Blog: GSoC 2020 – Building operators for cluster addons

Spread the love

Author: Somtochi Onyekwere
Google Summer of Code is a global program that is geared towards introducing students to open source. Students are matched with open-source organizations to work with them for three months during the summer.
My name is Somtochi Onyekwere from the Federal University of Technology, Owerri (Nigeria) and this year, I was given the opportunity to work with Kubernetes (under the CNCF organization) and this led to an amazing summer spent learning, contributing and interacting with the community.
Specifically, I worked on the Cluster Addons: Package all the things! project. The project focused on building operators for better management of various cluster addons, extending the tooling for building these operators and making the creation of these operators a smooth process.
Kubernetes has progressed greatly in the past few years with a flourishing community and a large number of contributors. The codebase is gradually moving away from the monolith structure where all the code resides in the kubernetes/kubernetes repository to being split into multiple sub-projects. Part of the focus of cluster-addons is to make some of these sub-projects work together in an easy to assemble, self-monitoring, self-healing and Kubernetes-native way. It enables them to work seamlessly without human intervention.
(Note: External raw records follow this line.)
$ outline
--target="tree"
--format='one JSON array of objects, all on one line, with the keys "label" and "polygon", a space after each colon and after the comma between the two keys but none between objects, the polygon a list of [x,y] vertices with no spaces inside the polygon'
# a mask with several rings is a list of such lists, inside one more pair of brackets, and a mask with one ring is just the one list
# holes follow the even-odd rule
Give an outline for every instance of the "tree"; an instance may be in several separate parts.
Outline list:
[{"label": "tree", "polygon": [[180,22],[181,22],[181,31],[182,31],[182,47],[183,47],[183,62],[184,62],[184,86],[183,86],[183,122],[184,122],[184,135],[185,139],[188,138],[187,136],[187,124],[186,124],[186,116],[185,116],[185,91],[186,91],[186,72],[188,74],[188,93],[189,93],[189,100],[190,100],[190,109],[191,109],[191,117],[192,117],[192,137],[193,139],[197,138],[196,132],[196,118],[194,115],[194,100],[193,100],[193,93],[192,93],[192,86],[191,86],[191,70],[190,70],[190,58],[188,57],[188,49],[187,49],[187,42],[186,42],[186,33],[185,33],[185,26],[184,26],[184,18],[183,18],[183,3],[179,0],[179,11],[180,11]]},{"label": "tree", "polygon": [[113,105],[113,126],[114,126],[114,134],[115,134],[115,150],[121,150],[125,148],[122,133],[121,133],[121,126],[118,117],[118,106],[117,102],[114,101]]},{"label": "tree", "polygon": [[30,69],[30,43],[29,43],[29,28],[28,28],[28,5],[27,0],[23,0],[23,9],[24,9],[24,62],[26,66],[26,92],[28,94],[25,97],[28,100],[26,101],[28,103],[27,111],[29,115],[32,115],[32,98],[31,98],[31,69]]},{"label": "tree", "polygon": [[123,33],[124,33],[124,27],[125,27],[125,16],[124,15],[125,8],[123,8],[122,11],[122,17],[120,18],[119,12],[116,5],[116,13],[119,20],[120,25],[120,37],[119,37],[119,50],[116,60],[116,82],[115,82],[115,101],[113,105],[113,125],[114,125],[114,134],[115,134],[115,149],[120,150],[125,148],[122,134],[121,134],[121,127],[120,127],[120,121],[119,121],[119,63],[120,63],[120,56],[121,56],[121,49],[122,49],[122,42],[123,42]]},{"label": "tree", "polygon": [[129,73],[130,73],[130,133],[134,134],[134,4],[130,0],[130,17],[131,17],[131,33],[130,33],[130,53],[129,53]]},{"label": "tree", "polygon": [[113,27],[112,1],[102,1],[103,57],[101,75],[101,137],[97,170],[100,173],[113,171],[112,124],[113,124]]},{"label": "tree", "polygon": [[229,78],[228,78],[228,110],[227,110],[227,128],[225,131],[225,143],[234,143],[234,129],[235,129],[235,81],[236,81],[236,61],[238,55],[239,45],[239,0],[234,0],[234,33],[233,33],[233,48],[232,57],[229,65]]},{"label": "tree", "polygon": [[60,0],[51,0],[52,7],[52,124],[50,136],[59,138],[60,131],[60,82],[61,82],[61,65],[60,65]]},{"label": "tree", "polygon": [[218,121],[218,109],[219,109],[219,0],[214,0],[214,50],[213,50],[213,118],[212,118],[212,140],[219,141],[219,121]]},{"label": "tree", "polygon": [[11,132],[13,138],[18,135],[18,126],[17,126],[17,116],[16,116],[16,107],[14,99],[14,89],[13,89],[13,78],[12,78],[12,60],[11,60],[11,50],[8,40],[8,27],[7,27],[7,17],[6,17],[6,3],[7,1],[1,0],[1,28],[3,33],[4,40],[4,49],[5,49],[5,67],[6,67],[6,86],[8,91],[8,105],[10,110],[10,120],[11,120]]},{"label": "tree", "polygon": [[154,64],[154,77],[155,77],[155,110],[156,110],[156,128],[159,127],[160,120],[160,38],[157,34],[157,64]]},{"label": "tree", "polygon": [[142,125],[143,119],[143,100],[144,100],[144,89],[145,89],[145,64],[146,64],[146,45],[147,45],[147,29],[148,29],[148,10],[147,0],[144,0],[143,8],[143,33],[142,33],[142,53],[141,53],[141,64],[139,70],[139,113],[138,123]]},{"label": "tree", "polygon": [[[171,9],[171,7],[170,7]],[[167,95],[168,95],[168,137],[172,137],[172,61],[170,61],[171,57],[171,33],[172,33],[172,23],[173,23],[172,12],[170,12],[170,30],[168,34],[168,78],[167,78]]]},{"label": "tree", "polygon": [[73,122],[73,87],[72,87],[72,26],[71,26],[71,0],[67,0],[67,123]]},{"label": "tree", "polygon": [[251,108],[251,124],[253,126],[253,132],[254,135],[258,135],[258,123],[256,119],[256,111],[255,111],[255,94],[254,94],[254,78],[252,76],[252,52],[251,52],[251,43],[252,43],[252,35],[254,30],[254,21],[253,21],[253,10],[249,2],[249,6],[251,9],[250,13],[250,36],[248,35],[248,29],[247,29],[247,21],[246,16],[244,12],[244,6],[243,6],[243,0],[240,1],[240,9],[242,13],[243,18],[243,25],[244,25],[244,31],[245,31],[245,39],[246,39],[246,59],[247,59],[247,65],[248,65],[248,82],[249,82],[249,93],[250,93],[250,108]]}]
The community is exploring the use of operators as a mechanism to monitor various resources in the cluster and properly manage these resources. In addition to this, it provides self-healing and it is a kubernetes-native pattern that can encode how best these addons work and manage them properly.
What are cluster addons? Cluster addons are a collection of resources (like Services and deployment) that are used to give a Kubernetes cluster additional functionalities. They range from things as simple as the Kubernetes dashboards (for visualization) to more complex ones like Calico (for networking). These addons are essential to different applications running in the cluster and the cluster itself. The addon operator provides a nicer way of managing these addons and understanding the health and status of the various resources that comprise the addon. You can get a deeper overview in this article.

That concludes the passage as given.